Dieses Verständnis kann eine toxische Auswirkung haben. Ohne es zu merken, ist man gefangen in Abläufen, die zwar die Zeit füllen aber nicht wirklich Frucht hervorbringen. Jetzt treibt mich weniger der Erfolg. Es ist real viel mehr zu tun. Diese Situation löst das alte Verständnis aus. Arbeite einfach schneller und effektiver.

Die Chance zu heilsamen Veränderungen nicht verpassen

Mir kommt die Kernthese von Hartmut Rosa in den Sinn: „Wenn Beschleunigung das Problem ist, dann ist Resonanz vielleicht die Lösung.“ Natürlich interessiert mich brennend, welche Chancen der gesellschaftlichen Veränderung durch die Corona-Krise möglich sind. Was kann ich dazu beitragen, dass wir einige negativen Strukturen überwinden und gesünder weiterleben?

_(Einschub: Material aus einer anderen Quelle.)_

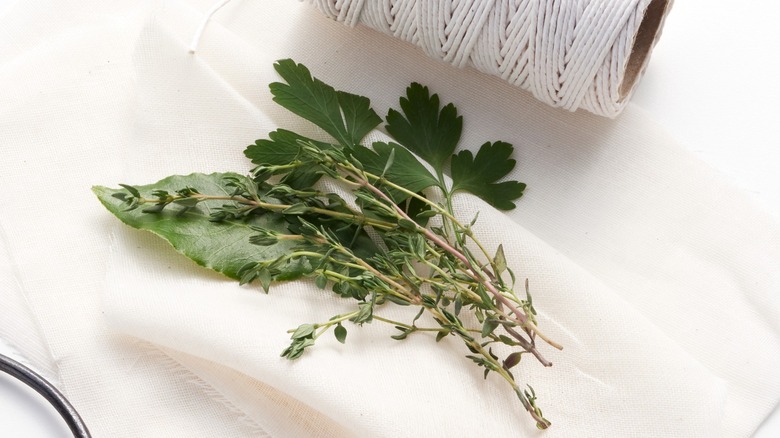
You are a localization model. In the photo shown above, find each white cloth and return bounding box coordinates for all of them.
[0,0,780,437]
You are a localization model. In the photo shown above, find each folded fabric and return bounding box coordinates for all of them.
[0,0,780,437]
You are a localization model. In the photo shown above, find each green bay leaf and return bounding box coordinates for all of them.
[92,173,310,280]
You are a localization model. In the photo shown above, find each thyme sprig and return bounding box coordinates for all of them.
[94,60,561,428]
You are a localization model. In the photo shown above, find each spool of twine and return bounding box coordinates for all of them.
[309,0,672,117]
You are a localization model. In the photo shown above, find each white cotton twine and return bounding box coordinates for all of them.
[309,0,671,117]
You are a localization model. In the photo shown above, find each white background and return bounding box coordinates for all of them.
[0,0,780,438]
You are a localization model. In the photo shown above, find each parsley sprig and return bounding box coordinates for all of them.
[93,59,561,428]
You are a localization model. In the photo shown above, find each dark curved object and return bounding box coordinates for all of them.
[0,354,91,438]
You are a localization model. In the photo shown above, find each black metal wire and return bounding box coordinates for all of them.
[0,354,90,438]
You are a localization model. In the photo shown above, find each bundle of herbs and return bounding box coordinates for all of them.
[93,60,560,429]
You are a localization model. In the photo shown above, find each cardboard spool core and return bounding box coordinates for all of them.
[620,0,672,100]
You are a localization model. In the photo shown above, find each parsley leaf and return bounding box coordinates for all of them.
[352,141,439,203]
[269,59,382,147]
[451,141,525,210]
[385,82,463,172]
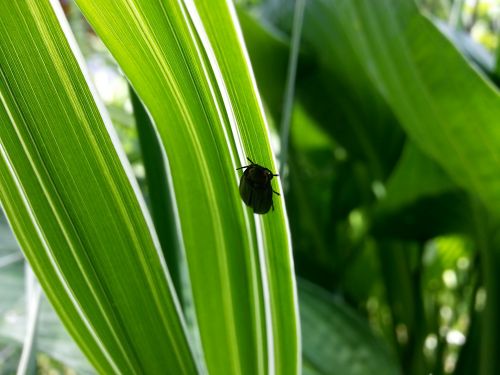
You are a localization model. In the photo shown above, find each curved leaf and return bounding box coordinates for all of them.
[0,0,197,373]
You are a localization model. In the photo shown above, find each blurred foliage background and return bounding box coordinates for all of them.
[0,0,500,374]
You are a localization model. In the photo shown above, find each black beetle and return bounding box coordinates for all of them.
[236,157,279,215]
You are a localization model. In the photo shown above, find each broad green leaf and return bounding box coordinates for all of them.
[381,142,456,209]
[0,212,93,374]
[195,0,300,374]
[77,0,298,374]
[299,281,401,375]
[0,1,197,373]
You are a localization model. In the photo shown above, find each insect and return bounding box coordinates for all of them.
[236,158,279,215]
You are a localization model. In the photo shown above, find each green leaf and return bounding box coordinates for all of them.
[77,0,299,374]
[299,281,401,375]
[0,1,197,373]
[304,0,500,216]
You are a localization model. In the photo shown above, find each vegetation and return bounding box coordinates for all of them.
[0,0,500,375]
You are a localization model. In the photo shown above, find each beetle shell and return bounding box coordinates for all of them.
[238,159,279,215]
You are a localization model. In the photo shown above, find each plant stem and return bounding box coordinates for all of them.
[279,0,306,180]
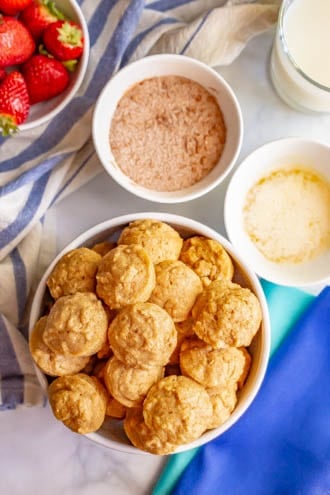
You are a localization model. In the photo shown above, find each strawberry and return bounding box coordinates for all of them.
[0,15,35,68]
[22,55,70,105]
[0,0,32,15]
[0,71,30,136]
[19,0,64,40]
[43,21,84,61]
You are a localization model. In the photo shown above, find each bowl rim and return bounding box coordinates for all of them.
[224,136,330,288]
[18,0,90,132]
[28,211,271,455]
[92,53,244,204]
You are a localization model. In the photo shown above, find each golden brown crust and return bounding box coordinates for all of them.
[124,408,176,455]
[143,375,212,444]
[206,384,237,429]
[180,338,250,388]
[48,373,108,434]
[105,395,127,419]
[104,356,164,407]
[96,244,155,309]
[91,241,116,256]
[43,292,108,356]
[149,260,203,322]
[47,247,102,299]
[118,219,183,264]
[180,236,234,287]
[192,281,261,349]
[108,303,177,368]
[169,318,195,364]
[29,316,90,376]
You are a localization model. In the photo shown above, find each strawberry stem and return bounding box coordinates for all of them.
[0,113,18,137]
[38,43,54,58]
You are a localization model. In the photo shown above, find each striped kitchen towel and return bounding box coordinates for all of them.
[0,0,279,409]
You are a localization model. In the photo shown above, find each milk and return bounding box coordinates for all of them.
[271,0,330,112]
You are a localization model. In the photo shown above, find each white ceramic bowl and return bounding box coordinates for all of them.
[29,212,270,454]
[19,0,89,132]
[224,138,330,287]
[93,54,243,203]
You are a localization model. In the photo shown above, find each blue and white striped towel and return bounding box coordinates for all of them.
[0,0,278,410]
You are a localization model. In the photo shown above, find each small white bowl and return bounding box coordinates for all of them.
[19,0,89,132]
[92,54,243,203]
[29,212,270,454]
[224,138,330,287]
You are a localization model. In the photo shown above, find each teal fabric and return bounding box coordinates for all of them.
[152,280,314,495]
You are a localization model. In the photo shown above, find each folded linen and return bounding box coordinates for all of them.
[152,280,314,495]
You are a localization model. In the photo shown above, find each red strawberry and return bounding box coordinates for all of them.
[0,0,32,15]
[0,15,35,68]
[20,0,64,40]
[43,21,84,61]
[0,71,30,136]
[22,55,70,104]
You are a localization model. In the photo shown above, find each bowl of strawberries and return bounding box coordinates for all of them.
[0,0,89,136]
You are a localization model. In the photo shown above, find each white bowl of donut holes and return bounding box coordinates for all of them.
[29,212,270,455]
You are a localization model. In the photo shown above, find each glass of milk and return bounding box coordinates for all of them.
[270,0,330,112]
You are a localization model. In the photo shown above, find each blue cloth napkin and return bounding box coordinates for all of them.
[172,287,330,495]
[0,0,278,410]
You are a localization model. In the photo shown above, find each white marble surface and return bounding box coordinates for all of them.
[0,33,330,495]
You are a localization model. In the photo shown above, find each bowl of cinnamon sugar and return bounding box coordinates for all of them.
[92,54,243,203]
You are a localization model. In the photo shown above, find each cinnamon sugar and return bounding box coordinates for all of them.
[110,76,226,191]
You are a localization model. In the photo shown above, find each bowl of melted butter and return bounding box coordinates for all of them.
[225,138,330,287]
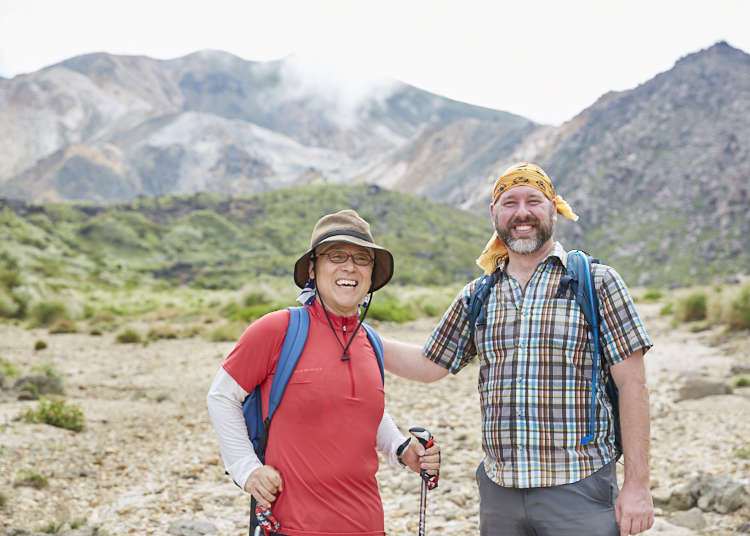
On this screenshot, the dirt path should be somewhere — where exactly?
[0,306,750,536]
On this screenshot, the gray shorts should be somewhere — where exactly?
[477,462,620,536]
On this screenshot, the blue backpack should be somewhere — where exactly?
[469,250,622,460]
[242,307,385,463]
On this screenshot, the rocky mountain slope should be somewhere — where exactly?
[0,51,531,202]
[0,43,750,285]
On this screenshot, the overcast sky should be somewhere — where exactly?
[0,0,750,124]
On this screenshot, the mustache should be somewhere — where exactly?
[509,216,539,225]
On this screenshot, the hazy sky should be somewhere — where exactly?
[0,0,750,124]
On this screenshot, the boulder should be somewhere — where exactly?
[688,475,750,514]
[669,507,706,530]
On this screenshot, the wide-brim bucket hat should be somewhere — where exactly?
[294,209,393,292]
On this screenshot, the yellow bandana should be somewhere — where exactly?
[477,162,578,274]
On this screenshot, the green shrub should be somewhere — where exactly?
[23,397,84,432]
[39,521,65,534]
[13,471,49,489]
[115,329,141,344]
[19,382,39,400]
[0,359,21,378]
[367,298,416,323]
[729,285,750,329]
[228,303,284,324]
[643,289,664,301]
[49,318,78,335]
[36,363,60,379]
[242,290,272,306]
[674,291,708,322]
[30,301,69,326]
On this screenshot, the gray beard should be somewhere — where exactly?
[495,209,557,255]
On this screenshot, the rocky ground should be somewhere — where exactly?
[0,305,750,536]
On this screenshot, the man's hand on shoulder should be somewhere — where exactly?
[245,465,283,508]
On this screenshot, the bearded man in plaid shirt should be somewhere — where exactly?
[384,162,654,536]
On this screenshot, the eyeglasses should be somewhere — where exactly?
[319,251,373,266]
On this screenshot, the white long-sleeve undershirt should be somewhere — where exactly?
[206,368,406,489]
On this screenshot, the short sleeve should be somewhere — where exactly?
[222,309,289,393]
[424,281,477,374]
[594,265,653,366]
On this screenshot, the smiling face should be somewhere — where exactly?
[309,242,373,316]
[490,186,557,255]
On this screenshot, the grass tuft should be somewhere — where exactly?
[13,471,49,489]
[115,329,141,344]
[23,397,84,432]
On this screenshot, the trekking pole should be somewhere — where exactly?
[252,504,281,536]
[409,426,439,536]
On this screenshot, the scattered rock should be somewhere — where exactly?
[669,508,706,530]
[649,519,697,536]
[651,485,696,512]
[675,378,732,402]
[688,475,750,514]
[167,519,218,536]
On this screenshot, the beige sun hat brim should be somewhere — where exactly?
[294,235,393,292]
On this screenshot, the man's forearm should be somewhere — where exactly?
[620,385,650,485]
[383,339,448,383]
[613,351,651,486]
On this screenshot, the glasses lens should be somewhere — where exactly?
[321,251,372,266]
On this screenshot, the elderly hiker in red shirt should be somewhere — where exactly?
[207,210,439,536]
[384,162,654,536]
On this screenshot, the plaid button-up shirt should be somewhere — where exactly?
[424,243,651,488]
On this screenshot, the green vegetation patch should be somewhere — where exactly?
[729,284,750,329]
[674,290,708,322]
[115,328,143,344]
[13,471,49,489]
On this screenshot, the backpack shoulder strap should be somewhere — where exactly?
[362,322,385,385]
[564,250,612,445]
[563,249,599,332]
[266,307,310,421]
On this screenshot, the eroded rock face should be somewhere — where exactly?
[0,43,750,285]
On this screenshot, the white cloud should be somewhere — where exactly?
[0,0,750,123]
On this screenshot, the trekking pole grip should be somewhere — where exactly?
[409,426,440,489]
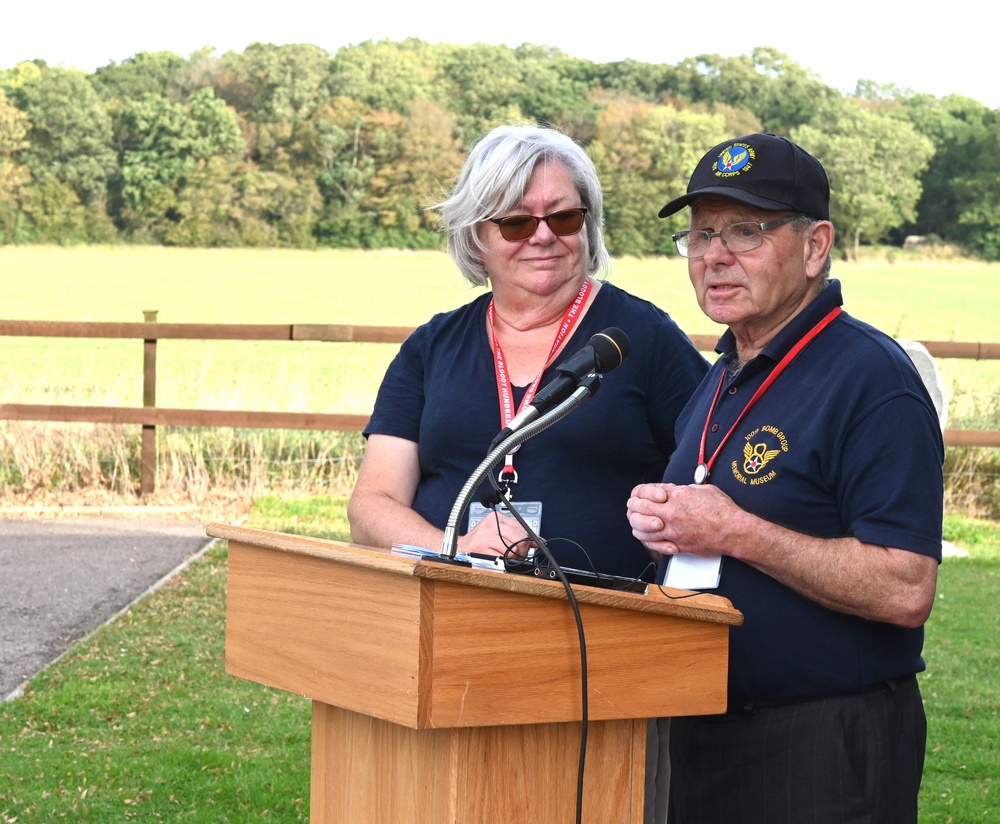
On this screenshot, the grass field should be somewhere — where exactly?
[0,247,1000,413]
[0,247,1000,824]
[0,497,1000,824]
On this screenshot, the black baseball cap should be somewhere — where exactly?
[659,134,830,220]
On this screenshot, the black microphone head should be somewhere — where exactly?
[587,326,632,374]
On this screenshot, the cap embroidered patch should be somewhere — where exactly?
[715,143,757,177]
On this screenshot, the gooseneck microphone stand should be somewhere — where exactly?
[438,372,601,566]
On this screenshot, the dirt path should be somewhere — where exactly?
[0,517,216,701]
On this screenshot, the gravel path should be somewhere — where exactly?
[0,517,211,701]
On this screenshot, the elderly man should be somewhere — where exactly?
[628,134,943,824]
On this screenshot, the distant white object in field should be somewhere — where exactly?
[896,340,948,431]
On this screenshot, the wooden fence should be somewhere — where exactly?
[0,318,1000,495]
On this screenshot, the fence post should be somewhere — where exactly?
[139,309,159,496]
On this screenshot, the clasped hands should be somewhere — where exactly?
[627,484,742,555]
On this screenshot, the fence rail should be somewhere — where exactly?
[0,318,1000,495]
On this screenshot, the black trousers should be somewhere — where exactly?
[668,676,927,824]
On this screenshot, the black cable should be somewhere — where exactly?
[493,489,590,824]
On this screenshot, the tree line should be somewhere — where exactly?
[0,39,1000,259]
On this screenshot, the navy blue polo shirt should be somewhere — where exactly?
[365,282,709,580]
[664,280,944,706]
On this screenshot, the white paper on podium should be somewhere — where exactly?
[663,552,722,589]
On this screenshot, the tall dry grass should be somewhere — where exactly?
[0,247,1000,517]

In der Theorie träume ich von einer besseren Welt. Jetzt hat mich der Alltag voll im Griff und ich denke nur von Tag zu Tag.
In der Nacht, wenn alle praktischen Aufgaben ruhen meldet sich mein Herz. Ich spüre die tiefe Trauer. Wie sehr ich Menschen vermisse, Ihr Lachen, Ihre Handbewegungen, Ihre Atmosphäre, die sie verströmt haben, einfach ihr Dasein.

Vorstellungen von der Zukunft, Chancen, die in dem Miteinander liegen, werden lebendig. Mein Herz kommt in Bewegung. Es tut weh, das alles loszulassen. Und gleichzeitig werde ich dankbar für das was wir miteinander hatten. Ist es das was Rosa mit Resonanz meint? Ein Herz, das sich berühren lässt und nicht abstumpft?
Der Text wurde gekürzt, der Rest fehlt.